Heard a great story today.

Kenny came into the office. He is a self advocate, management committee member and currently a volunteer developing office skills. To get to work he caught the number 6 bus from Queens Park to Willesden.

It was a crowded bus and he was pleased to get a seat close to the driver as his balance isn’t great and he sometimes finds using crowded buses difficult.

The woman next to him asked him to move and he refused saying its a crowded bus and its hard for me to move. The woman persevered on the grounds that ‘mental handicaps’, (her words), shouldn’t be sitting by her.

The driver stopped the bus and intervened. The woman got up and left the bus. Hurrah!!!!.

This sounded like a great story to me as Kenny as found it really hard to be accepted by the community he has lived in for so long. He knows he has a right to be there and that he wants to be there. in spite of being assaulted and insulted, particularly on buses where the great British public holds sway. He is still out there fighting for his right to live in the community, speaking up for himself.
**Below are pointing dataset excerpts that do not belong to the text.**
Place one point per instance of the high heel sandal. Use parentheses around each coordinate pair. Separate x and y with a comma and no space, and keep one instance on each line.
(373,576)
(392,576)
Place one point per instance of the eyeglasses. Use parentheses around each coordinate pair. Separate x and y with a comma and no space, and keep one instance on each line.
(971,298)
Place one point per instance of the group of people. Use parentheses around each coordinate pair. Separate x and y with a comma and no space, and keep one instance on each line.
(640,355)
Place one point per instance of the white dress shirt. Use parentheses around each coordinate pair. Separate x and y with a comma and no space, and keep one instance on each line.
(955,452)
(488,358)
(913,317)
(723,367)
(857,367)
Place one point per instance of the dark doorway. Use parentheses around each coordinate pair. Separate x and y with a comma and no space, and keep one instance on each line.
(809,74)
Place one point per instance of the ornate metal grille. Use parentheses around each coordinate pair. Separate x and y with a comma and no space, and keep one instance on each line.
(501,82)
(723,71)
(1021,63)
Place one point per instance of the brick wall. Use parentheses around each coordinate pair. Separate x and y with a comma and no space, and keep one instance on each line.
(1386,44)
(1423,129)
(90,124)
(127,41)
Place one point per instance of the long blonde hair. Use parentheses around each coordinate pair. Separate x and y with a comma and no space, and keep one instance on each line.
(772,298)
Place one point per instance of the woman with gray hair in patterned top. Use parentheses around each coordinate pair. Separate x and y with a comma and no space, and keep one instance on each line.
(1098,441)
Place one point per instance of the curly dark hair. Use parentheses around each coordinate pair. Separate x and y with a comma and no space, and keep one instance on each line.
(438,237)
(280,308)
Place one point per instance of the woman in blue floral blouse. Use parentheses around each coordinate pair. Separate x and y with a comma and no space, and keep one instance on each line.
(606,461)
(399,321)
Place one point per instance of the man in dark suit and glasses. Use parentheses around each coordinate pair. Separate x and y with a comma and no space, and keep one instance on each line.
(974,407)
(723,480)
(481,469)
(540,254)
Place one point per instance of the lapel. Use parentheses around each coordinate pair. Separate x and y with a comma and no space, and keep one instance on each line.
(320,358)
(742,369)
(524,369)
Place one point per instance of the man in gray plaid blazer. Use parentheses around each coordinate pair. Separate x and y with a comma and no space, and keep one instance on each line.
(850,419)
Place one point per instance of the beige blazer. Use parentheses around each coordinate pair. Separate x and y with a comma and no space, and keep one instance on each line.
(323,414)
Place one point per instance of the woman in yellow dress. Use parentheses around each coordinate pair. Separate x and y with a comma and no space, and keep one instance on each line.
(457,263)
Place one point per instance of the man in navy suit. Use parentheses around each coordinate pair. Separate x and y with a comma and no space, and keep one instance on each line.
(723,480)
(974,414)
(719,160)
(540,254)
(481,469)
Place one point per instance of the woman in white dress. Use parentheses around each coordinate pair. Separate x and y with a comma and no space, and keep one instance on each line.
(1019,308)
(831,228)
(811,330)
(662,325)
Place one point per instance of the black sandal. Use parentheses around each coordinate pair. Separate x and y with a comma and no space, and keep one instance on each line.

The other great part of the story was a driver being prepared to intervene and to speak up for Kenny. The thing about the social model of disability is the clue is in the word. It’s social. We are all involved. We should all take responsibility. Few of us do. Discrimination goes on. Disabled people and it seems people with learning disabilities in particular get abused. It will only stop when we stand up and be counted. It stopped in this story because two people stood up to be counted. Will you?

Kenny and I sent an email to Transport For London as a means of celebrating a moment in which he was annoyed to be challenged and insulted and then happy to be supported.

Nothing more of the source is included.